Today, Carli wanted me to play blocks with her before she napped. I had an afternoon planned with things we needed to do, so I wanted her down for a nap at a certain time. Instead of fighting it, I sat with her and helped her build a tower. We built the same tower over and over again. It fell down, we picked it back up and started over. Even though this is an activity that would typically so easily lose my attention, I couldn’t help but notice how fascinated she was with it all. I can’t even explain the joy it brought to her eyes- to have my full and undivided attention. It’s hard for me to just sit and play without a thousand things going through my head, or picking up things around me, or running upstairs for “just a minute” to throw in some laundry. She had my full presence.
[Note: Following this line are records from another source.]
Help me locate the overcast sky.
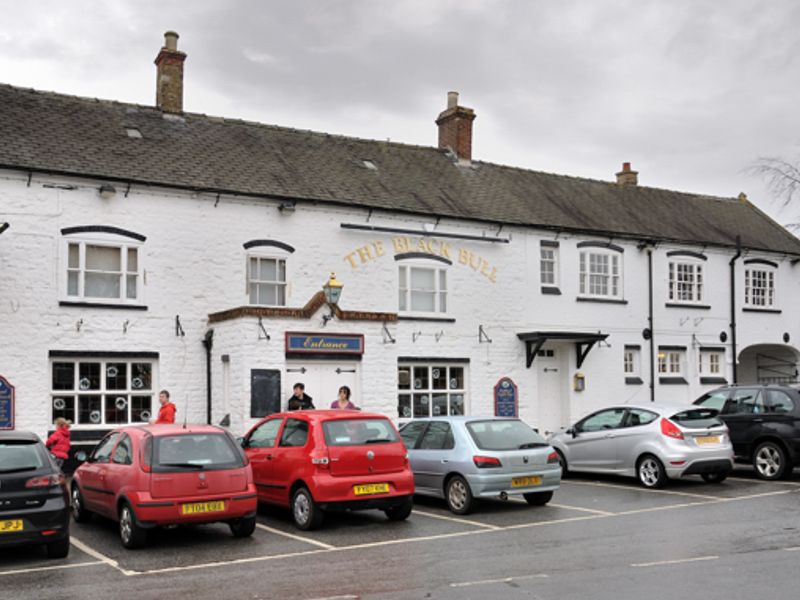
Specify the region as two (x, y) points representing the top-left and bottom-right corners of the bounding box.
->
(0, 0), (800, 223)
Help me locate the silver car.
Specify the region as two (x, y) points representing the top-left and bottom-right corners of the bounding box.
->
(548, 404), (733, 488)
(400, 417), (561, 515)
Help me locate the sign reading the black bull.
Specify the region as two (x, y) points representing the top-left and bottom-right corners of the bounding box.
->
(494, 377), (519, 417)
(0, 375), (14, 429)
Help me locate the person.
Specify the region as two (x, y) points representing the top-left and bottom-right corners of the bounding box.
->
(331, 385), (360, 410)
(288, 381), (314, 410)
(44, 417), (72, 469)
(154, 390), (178, 425)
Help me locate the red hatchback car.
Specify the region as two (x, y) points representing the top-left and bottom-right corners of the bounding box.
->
(242, 410), (414, 529)
(70, 425), (258, 548)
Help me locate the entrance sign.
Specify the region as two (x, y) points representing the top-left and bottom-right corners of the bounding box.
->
(494, 377), (519, 417)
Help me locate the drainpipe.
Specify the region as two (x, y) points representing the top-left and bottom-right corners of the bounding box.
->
(203, 329), (214, 425)
(728, 235), (742, 384)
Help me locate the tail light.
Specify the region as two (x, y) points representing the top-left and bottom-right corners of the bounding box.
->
(25, 473), (65, 488)
(472, 456), (503, 469)
(661, 419), (683, 440)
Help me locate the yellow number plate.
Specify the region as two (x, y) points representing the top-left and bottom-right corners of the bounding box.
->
(0, 519), (22, 533)
(353, 483), (389, 496)
(511, 475), (542, 487)
(181, 500), (225, 515)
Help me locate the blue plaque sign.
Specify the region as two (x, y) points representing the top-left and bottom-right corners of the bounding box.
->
(494, 377), (519, 417)
(0, 375), (14, 429)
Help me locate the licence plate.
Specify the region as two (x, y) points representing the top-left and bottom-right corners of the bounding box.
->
(0, 519), (22, 533)
(511, 475), (542, 487)
(353, 483), (389, 496)
(181, 500), (225, 515)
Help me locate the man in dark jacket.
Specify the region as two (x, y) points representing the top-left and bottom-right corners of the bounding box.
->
(288, 382), (314, 410)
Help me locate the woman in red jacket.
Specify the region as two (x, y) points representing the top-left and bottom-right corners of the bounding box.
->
(45, 417), (71, 468)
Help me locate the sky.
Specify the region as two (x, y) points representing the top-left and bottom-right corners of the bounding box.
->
(0, 0), (800, 230)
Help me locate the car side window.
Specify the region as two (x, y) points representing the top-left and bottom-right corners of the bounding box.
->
(400, 421), (428, 450)
(419, 421), (455, 450)
(111, 435), (133, 465)
(252, 419), (283, 448)
(278, 419), (308, 448)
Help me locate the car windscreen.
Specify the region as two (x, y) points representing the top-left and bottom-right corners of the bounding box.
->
(0, 440), (47, 473)
(467, 419), (549, 450)
(669, 408), (723, 429)
(151, 433), (244, 472)
(322, 419), (400, 446)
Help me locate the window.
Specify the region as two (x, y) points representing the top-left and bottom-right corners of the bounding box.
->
(744, 266), (775, 308)
(65, 236), (142, 304)
(578, 249), (622, 299)
(50, 358), (156, 427)
(669, 260), (703, 304)
(252, 256), (286, 306)
(397, 364), (466, 418)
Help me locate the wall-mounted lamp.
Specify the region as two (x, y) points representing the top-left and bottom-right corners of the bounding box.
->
(98, 183), (117, 200)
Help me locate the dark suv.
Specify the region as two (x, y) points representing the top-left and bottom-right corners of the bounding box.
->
(694, 385), (800, 480)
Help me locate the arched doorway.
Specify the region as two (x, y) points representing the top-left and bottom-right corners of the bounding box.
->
(737, 344), (800, 383)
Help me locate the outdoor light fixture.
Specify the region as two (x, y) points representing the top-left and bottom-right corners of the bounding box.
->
(322, 273), (344, 327)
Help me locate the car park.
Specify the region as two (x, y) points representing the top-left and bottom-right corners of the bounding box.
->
(241, 410), (414, 530)
(400, 417), (561, 515)
(0, 431), (70, 558)
(71, 425), (257, 548)
(549, 404), (733, 488)
(694, 385), (800, 480)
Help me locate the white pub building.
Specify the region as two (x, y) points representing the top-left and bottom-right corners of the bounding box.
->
(0, 32), (800, 464)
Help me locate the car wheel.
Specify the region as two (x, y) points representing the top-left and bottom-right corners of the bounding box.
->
(119, 502), (147, 550)
(753, 442), (791, 480)
(383, 497), (414, 521)
(636, 454), (667, 489)
(70, 483), (92, 523)
(522, 492), (553, 506)
(47, 534), (69, 558)
(292, 487), (323, 531)
(228, 515), (256, 537)
(444, 475), (475, 515)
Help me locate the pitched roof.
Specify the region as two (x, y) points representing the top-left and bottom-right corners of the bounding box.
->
(0, 85), (800, 255)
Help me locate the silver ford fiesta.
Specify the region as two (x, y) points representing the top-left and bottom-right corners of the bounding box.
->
(400, 417), (561, 515)
(548, 404), (733, 488)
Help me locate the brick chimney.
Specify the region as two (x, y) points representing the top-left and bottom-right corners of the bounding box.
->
(617, 163), (639, 185)
(156, 31), (186, 113)
(436, 92), (475, 163)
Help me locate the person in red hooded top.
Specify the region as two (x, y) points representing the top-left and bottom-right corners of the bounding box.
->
(154, 390), (178, 425)
(45, 417), (71, 468)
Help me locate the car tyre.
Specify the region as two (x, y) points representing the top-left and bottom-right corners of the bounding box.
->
(522, 492), (553, 506)
(292, 487), (324, 531)
(119, 502), (147, 550)
(70, 483), (92, 523)
(636, 454), (667, 489)
(444, 475), (475, 515)
(228, 515), (256, 537)
(753, 442), (792, 481)
(47, 534), (69, 558)
(383, 497), (414, 521)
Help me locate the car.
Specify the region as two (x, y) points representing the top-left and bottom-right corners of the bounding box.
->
(548, 403), (733, 488)
(70, 425), (258, 549)
(241, 410), (414, 530)
(694, 384), (800, 480)
(0, 431), (69, 558)
(400, 416), (561, 515)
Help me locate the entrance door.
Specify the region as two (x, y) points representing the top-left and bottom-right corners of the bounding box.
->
(286, 360), (360, 409)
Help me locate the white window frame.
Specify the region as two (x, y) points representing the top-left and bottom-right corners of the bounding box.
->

That’s what she needed and we both soaked up every minute.

 

 

Tomorrow is full of new adventures and milestones. I look forward to that. But today’s opportunities will be gone if I continue racing through them. Today I’m going to choose to be present and soak up each moment slowly and with intention. Because tomorrow, those blocks will be replaced with a completely new interest. Tomorrow, bedtime will be shorter and she won’t want me to read her the same book 20 times.  Tomorrow, she’ll be one day closer to fixing breakfast on her own. Tomorrow, while it may be easier, isn’t always better. So today, I’m here.

 

 

Monday Meals with Carli- Chipotle Burrito Bowls

There is only one problem with the area we live in. No Chipotle. For miles. Nick and I are pretty much obsessed, and sorry but Moe’s just doesn’t quite cut it for us. I decided to try and recreate their burrito bowls for our Monday night dinner, and I am so happy with how they turned out. Even Nick was impressed, and he’s pretty critical when it comes to Mexican food. This is most definitely one of our new family favorites.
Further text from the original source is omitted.